X58 chipset for Bloomfield may get ‘physics engine’
The desktop version of the Nehalem processor, Bloomfield, will work with the X58 chipset. The new chipset includes support for four video cards and may contain hardware for physics calculations.
The X58 is connected to the quad-core Bloomfield CPU via a Quickpath link, Intel’s answer to AMD’s Hypertransport. This should provide two to three times the bandwidth of the FSB of current Core 2 Quad processors. The chipset first known as ‘Tylersburg’ offers enough PCI-e channels for two video cards in a PCIe-x16 setup or even four video cards in a PCI-e-x8 configuration. Interesting about the leaked slide is that spoken talks about physics engine scaling that would indicate that hardware for physics calculations is built into the X58 chipset. This would then be the first result of the acquisition of physics middleware developer Havok in September 2007.

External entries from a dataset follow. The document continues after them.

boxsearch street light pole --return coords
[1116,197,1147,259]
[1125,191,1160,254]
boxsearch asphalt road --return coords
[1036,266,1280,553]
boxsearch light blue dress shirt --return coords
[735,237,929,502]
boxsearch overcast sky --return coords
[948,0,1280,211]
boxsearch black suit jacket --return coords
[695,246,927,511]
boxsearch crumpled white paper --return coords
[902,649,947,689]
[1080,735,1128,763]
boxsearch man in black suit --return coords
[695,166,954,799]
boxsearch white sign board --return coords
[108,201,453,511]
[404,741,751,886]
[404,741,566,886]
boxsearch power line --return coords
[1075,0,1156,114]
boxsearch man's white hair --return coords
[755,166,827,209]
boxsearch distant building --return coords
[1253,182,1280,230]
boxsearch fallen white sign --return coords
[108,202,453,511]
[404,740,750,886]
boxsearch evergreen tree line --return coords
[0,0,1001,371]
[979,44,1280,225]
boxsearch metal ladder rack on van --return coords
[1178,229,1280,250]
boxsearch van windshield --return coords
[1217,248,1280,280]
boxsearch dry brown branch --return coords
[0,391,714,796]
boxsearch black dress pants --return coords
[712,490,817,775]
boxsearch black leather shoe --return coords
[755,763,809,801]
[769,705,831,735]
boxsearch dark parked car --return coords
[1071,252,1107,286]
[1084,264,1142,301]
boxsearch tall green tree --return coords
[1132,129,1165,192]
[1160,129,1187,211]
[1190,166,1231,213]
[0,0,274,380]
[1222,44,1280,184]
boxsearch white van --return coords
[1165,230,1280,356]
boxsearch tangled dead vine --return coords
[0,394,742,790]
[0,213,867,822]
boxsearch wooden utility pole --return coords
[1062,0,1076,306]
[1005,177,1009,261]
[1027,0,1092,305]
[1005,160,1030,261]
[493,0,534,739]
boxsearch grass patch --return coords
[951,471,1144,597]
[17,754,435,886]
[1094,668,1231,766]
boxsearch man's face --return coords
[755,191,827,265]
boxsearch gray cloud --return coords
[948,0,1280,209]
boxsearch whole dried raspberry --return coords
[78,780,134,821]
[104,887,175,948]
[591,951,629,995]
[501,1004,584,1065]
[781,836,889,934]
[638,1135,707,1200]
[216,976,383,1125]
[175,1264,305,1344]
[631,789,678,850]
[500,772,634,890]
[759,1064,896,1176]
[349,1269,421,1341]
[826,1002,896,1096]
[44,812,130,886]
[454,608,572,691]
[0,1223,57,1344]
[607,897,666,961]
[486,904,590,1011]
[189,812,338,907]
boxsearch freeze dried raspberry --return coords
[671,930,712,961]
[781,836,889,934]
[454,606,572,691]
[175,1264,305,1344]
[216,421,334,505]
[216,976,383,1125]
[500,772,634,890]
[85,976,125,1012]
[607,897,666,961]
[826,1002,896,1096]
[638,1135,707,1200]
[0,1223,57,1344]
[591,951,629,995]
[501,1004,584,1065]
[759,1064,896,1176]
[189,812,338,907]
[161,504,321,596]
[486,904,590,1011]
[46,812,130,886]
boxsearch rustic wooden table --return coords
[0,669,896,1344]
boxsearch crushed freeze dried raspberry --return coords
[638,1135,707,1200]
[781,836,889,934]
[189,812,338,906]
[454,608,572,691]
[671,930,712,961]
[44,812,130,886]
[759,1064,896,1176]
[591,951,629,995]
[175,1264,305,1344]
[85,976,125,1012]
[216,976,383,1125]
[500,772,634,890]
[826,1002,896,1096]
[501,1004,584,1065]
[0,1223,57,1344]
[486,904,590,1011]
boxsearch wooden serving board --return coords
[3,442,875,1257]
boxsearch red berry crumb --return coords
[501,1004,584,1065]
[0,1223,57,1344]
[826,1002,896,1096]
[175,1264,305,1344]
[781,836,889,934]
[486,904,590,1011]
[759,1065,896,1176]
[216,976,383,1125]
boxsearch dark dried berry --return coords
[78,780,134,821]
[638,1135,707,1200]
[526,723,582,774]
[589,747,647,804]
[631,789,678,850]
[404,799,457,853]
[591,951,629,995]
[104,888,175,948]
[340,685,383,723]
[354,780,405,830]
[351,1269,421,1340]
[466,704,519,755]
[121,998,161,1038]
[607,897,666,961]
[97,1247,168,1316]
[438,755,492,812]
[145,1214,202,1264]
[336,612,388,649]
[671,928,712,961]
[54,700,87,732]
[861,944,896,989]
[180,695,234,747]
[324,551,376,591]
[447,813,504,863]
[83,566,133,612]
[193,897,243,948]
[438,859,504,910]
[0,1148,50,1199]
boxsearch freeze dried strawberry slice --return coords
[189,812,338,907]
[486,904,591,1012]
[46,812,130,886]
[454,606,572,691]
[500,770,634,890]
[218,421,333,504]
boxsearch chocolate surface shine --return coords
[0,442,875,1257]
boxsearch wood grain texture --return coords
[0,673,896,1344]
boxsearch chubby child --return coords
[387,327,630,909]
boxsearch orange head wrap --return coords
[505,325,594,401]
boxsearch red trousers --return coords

The leaked presentation also mentions the fact that the three DDR3 channels with an effective clock speed of 1333MHz should provide a maximum bandwidth of 32GB/s. The current X48 chipset with support for two DDR3 channels at 1600MHz offers a bandwidth cap of 25.6GB/s. As with AMD’s current Barcelona and Phenom chips, the Bloomfield has a built-in memory controller, while 8MB of L3 cache should keep the factory running smoothly.